3 cups bread flour (400 grams)
1 ¼ tsp table salt (8 grams)
¼ tsp instant or other active dry yeast (1 gram)
1 1/3 cups cool (55 to 65 degrees) water (300 grams)
wheat bran, cornmeal, or additional flour for dusting


In a medium bowl, stir together the flour, table salt, and yeast. Add the water and, using a wooden spoon or your hand, mix until you have wet, sticky dough, about 30 seconds. Make sure it’s really sticky to the touch; if it’s not, mix in another tablespoon or two of water. Cover the bowl with a plate, tea towel, or plastic wrap and let sit at room temperature (about 72 degrees F) out of direct sunlight, until the surface is dotted with bubbles and the dough is more than doubled in size. This will take a minimum of 12 hours and (my preference) up to18 hours. This slow rise-fermentation-is the key to flavour.

When the first fermentation is complete, generously dust a work surface (a wooden or plastic cutting board is fine) with flour. Use a bowl scraper or rubber spatula to scrape the dough out of the bowl in one piece. When you begin to pull the dough away from the bowl, it will cling in long, thin strands (this is the developed gluten) and it will be quite loose and sticky-do not add more flour. Use lightly floured hands or a bowl scraper or spatula to lift the edges of the dough in toward the center. Nudge and tuck in the edges of the dough to make it round.
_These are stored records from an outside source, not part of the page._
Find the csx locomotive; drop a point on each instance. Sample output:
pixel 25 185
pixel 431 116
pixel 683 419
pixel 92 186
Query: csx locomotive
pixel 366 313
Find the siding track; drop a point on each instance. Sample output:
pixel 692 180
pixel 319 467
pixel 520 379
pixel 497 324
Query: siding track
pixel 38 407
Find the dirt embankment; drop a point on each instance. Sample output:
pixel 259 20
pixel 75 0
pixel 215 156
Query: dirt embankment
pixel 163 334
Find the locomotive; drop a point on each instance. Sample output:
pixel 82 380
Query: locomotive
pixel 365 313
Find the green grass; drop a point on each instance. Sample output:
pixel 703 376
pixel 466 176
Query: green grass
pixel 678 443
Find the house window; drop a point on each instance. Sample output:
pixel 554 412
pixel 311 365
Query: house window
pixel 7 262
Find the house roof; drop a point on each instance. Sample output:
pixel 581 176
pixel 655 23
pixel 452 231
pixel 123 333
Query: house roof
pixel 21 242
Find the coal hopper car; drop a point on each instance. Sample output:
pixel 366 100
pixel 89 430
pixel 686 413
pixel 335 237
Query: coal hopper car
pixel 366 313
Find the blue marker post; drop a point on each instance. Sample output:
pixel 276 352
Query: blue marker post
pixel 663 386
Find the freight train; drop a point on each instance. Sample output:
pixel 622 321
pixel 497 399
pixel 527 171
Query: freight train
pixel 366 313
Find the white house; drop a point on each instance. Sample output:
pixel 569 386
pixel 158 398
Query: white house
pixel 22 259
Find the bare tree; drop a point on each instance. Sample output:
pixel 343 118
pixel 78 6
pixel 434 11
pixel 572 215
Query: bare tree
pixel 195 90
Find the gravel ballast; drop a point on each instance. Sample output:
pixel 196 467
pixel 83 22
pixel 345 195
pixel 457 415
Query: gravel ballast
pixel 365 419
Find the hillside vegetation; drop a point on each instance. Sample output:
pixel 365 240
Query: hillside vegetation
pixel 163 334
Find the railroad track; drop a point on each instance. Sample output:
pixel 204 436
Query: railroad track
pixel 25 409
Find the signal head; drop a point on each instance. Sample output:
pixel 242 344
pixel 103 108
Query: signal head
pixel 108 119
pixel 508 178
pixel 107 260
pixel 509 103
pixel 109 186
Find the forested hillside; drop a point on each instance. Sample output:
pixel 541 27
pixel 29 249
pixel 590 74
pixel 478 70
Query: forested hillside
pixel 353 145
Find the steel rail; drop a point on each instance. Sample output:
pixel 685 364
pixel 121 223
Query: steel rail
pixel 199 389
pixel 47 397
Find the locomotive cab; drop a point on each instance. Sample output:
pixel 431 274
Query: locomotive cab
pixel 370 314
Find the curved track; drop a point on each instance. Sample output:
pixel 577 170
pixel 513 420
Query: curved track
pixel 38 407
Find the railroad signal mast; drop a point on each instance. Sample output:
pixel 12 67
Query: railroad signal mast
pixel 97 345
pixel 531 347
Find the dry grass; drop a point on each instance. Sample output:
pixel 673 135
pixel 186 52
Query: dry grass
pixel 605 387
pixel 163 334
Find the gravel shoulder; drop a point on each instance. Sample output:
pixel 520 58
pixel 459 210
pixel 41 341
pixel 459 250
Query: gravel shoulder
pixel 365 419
Place a cotton or linen tea towel (not terry cloth, which tends to stick and may leave lint in the dough) or a large cloth napkin on your work surface and generously dust the cloth with wheat bran, cornmeal or flour. Use your hands or a bowl scraper or a wooden spatula to gently lift the dough onto the towel, so it is seam side down. If the dough is tacky, dust the top lightly with wheat bran, cornmeal or flour. Fold the ends of the towel loosely over the dough to cover it and place in a warm, draft-free spot to rise for 1 to 2 hours. The dough is ready when it is almost doubled. If you gently poke it with your finger, making an indentation about ¼ inch deep, it should hold the impression. If it doesn’t, let it rise for another 15 minutes.

Half an hour before the end of the second rise, preheat the oven to 475 degrees F, with a rack in the lower third position, and place a covered 4 ½ to 5 ½ quart heavy pot in the center of the rack.

Using pot holders, carefully remove the preheated pot from the oven and uncover it. Unfold the tea towel, lightly dust the dough with flour or bran, lift up the dough, either on the towel or in your hand, and quickly but gently invert it into the pot, seam side up. Cover the pot and bake for 30 minutes.

Remove the lid and continue baking until the bread is a deep chestnut color but not burnt, 15 to 30 minutes more. Use a heatproof spatula or pot holders to carefully lift the bread out of the pot and place it on a rack to cool thoroughly. Don’t slice or tear into it until it has cooled, which usually takes at least an hour.
Fig.5. Peanut-butter and jelly bread.

Fig.6. Chiocciola bread, toasted pecans with a homemade orange glaze.